La population des enfants atteints de surdicécité s'est considérablement élargie au cours des dernières années. Aux États-Unis, les premiers programmes destinés aux enfants sourdaveugles étaient de nature académique et généralement associés à des écoles pour aveugles. Ils s'adressaient la majeure partie du temps à des enfants dont le seul handicap était la surdicécité, qui avaient perdu la vue ou l'ouïe après la naissance. La naissance d'environ 5 000 enfants sourdaveugles à la suite de l'épidémie de rubéole de 1964-1965 a changé la nature de l'éducation de ces enfants.
Cette population présentait, par rapport à la population actuelle d'enfants, un ensemble défini de caractéristiques médicales (par exemple, troubles cardiaques, glaucome, cataracte, pertes auditives sensorielles et neurales). Bien qu'il y ait des différences en son sein, il existe de nombreux points communs, au sein de cette population, notamment en ce qui concerne les approches éducatives.
L'élargissement de la population sourde et aveugle identifiée depuis 1965 s'explique principalement par deux raisons. Les progrès de la technologie médicale ont permis de sauver la vie d'enfants nés prématurément et/ou présentant de multiples anomalies congénitales (Miles & Riggio, 1999). L'évolution des troubles du développement est liée au progrès de la réanimation et des soins adaptés. Le taux de guérison et l'adaptation des enfants présentant des déficiences légères sont plus élevés. Les taux de survie et l'espérance de vie des personnes atteintes de troubles graves du développement sont plus importants. La prévalence des diagnostics au sein des différents types de groupes de déficience évolue, le nombre d'étiologies infectieuses et traumatiques diminue et le pourcentage de pathologie génétique augmente.
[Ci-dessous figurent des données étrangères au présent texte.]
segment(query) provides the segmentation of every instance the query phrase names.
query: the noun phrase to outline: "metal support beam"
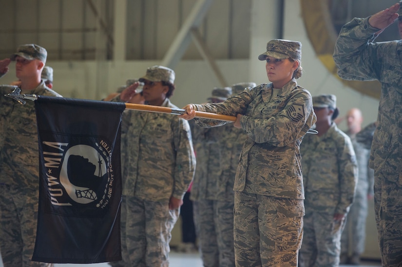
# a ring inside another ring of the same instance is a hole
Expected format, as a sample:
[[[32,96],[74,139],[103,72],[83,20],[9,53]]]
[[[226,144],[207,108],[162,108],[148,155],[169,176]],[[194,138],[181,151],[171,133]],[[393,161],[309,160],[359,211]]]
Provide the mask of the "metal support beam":
[[[201,54],[204,60],[206,60],[210,67],[212,69],[214,74],[215,74],[216,78],[217,78],[219,81],[221,86],[223,87],[228,86],[228,84],[225,80],[225,78],[223,77],[221,71],[219,70],[219,68],[218,68],[218,66],[215,63],[213,57],[211,55],[208,48],[203,40],[198,29],[194,28],[191,30],[191,36],[192,37],[192,40],[194,41],[198,51]]]
[[[190,30],[198,28],[213,0],[198,0],[162,61],[162,65],[174,69],[191,41]]]

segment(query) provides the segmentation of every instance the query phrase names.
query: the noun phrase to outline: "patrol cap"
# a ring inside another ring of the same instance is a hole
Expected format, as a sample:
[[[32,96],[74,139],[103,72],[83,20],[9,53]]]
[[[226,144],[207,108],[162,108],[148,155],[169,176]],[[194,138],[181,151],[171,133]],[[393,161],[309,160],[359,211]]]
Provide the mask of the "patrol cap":
[[[144,80],[151,82],[166,82],[171,84],[174,83],[174,71],[169,68],[162,66],[154,66],[147,69],[145,76],[139,78],[139,81]]]
[[[40,77],[44,82],[49,81],[53,81],[53,68],[48,66],[45,66],[42,70],[42,74]]]
[[[267,56],[284,59],[289,57],[302,59],[302,43],[289,40],[274,39],[267,43],[267,52],[258,56],[260,60]]]
[[[230,96],[231,93],[232,89],[230,87],[215,87],[212,90],[212,96],[209,97],[208,100],[219,99],[224,101]]]
[[[232,86],[232,94],[235,95],[239,93],[241,93],[244,90],[244,89],[246,87],[251,87],[253,88],[255,87],[257,85],[255,83],[253,83],[252,82],[248,82],[248,83],[239,83],[238,84],[235,84]]]
[[[320,94],[313,97],[313,107],[314,107],[336,108],[336,96],[333,94]]]
[[[11,60],[15,60],[17,55],[28,60],[39,59],[45,63],[46,62],[47,51],[41,46],[35,44],[25,44],[19,46],[17,53],[12,54],[10,58]]]

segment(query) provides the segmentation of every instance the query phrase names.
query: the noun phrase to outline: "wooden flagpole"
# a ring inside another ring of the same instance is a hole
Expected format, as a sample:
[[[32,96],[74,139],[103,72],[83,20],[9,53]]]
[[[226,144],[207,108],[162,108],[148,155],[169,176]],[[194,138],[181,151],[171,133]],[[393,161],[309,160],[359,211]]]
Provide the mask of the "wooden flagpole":
[[[143,111],[149,111],[151,112],[160,112],[162,113],[172,114],[175,115],[181,115],[186,113],[186,110],[181,108],[172,108],[167,107],[160,107],[158,106],[151,106],[149,105],[141,105],[131,103],[125,103],[126,108],[128,109],[133,109],[134,110],[142,110]],[[231,122],[234,123],[236,121],[237,117],[234,116],[229,116],[227,115],[221,115],[218,114],[205,112],[204,111],[195,111],[195,117],[198,118],[204,118],[205,119],[211,119],[218,121],[224,121],[225,122]]]

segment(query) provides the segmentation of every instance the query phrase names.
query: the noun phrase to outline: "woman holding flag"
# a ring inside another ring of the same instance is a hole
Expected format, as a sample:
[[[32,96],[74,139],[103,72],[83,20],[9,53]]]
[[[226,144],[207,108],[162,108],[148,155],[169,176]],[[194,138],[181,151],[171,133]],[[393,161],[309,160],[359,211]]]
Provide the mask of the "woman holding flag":
[[[299,146],[316,121],[309,92],[297,85],[301,43],[269,41],[266,60],[270,83],[246,88],[222,103],[190,104],[195,111],[237,116],[234,126],[247,134],[234,190],[236,266],[297,266],[303,238],[304,191]],[[227,122],[196,118],[200,126]]]

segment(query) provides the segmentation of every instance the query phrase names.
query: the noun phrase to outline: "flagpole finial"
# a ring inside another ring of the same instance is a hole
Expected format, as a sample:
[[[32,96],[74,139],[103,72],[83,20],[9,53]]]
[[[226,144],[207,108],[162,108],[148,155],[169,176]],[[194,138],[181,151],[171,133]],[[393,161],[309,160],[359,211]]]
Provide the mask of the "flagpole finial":
[[[11,86],[10,87],[14,88],[14,90],[9,94],[5,94],[4,96],[12,98],[20,104],[25,104],[26,102],[24,99],[29,99],[30,100],[36,100],[38,99],[38,96],[36,94],[20,94],[21,89],[16,86]]]

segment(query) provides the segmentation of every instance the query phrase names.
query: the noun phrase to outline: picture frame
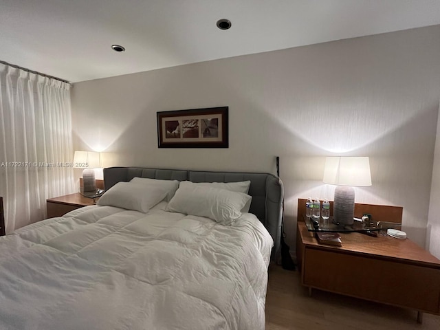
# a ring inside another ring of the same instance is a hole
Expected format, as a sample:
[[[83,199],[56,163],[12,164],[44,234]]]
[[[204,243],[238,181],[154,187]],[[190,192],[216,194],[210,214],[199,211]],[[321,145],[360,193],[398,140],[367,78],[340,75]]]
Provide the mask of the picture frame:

Les troubles acquis cèdent la place aux troubles congénitaux (Guidetti & Tourrette, 2018).
En outre, grâce à l'amélioration des diagnostics médicaux et aux progrès de l'étude de la génétique, de nombreux enfants sont pris en charge alors qu'ils n'auraient pas été identifiés auparavant comme ayant des déficiences visuelles et auditives (Miles & Riggio, 1999).
Les données statistiques sur l'évolution de l'étiologie de la surdicécité au cours des dernières décennies montrent la prévalence des enfants présentant des déficiences congénitales de la vision et de l'audition combinées à d'autres troubles (Басилова (Basilova), 2011; Меликсетян (Meliksetyan) et al., 2018). Cela est dû en grande partie aux progrès médicaux dans la prise en charge des enfants prématurés et des enfants présentant des syndromes génétiques rares.
Les changements dans l'étiologie des déficiences auditives et visuelles conduisent à un mélange de surdicécité congénitale et d'un autre groupe de troubles du développement – les déficiences multiples, ou polyhandicap. Le groupe de « surdicécité pure » est très petit (Lombardi, 2019).
Toutefois, le terme « polyhandicap » est générique et large. Il n'est pas possible de déterminer à partir du ce terme : combien de déficiences un enfant a, quels types de déficiences sont présents ; ou la gravité de chaque déficience (Lombardi, 2019).
Un trait commun du groupe est le fait que la plupart des enfants souffrant de handicaps multiples ont besoin d'une certaine forme d'aide et de soutien tout au long de leur vie. Pour ce groupe, l'apprentissage ne peut avoir lieu qu'au travers d'activités partagées avec autrui (Lombardi, 2019) .
Une autre caractéristique importante de la population contemporaine d'enfants atteints de surdicécité congénitale est le nombre croissant de déficiences visuelles et auditives d'origine cérébrale. La déficience visuelle d’origine cérébrale est la principale cause de déficience visuelle infantile dans les pays développés. La prévalence estimée du trouble auditif central chez les enfants d'âge scolaire est de 2 à 5 % (Obuchi et al., 2017).
Les enfants manifestant des déficiences complexes sévères peuvent présenter diverses combinaisons de déficiences auditives et visuelles périphériques et centrales, des problèmes oculomoteurs, ainsi que des traits perceptifs et comportementaux autistiques (Hoevenaars-van den Boom et al., 2009).